The Cell-Intrinsic Circadian Clock Is Dispensable for Lymphocyte Differentiation and Function.

Cell Rep

Immunology Program and Ludwig Center, Howard Hughes Medical Institute, Memorial Sloan Kettering Cancer Center, New York, NY 10065, USA. Electronic address:

Published: June 2015

Circadian rhythms regulate many aspects of physiology, ranging from sleep-wake cycles and metabolic parameters to susceptibility to infection. The molecular clock, with transcription factor BMAL1 at its core, controls both central and cell-intrinsic circadian rhythms.
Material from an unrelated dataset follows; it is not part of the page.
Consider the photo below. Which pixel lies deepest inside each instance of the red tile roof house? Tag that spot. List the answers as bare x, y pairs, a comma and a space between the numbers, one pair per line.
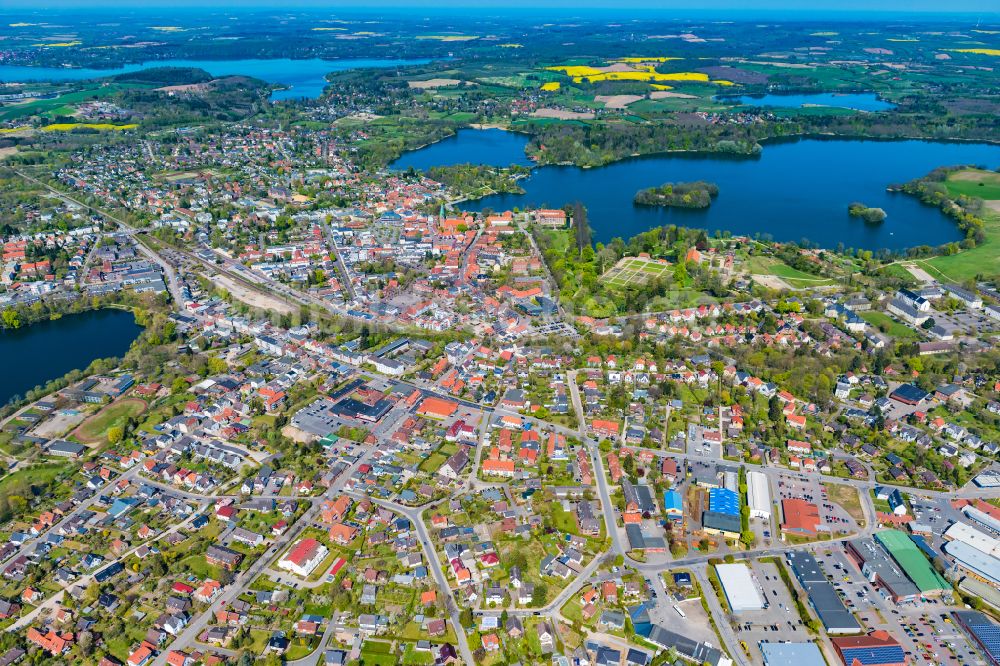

Using a circadian reporter, we observed dynamic regulation of clock activity in lymphocytes. However, its disruption upon conditional Bmal1 ablation did not alter T- or B-cell differentiation or function. Although the magnitude of interleukin 2 (IL-2) production was affected by the time of bacterial infection, it was independent of cell-intrinsic expression of BMAL1. The circadian gating of the IL-2 response was preserved in Bmal1-deficient T cells, despite a slight reduction in cytokine production in a competitive setting. Our results suggest that, contrary to the prevailing view, the adaptive immune response is not affected by the cell-intrinsic clock but is likely influenced by cell-extrinsic circadian cues operating across multiple cell types.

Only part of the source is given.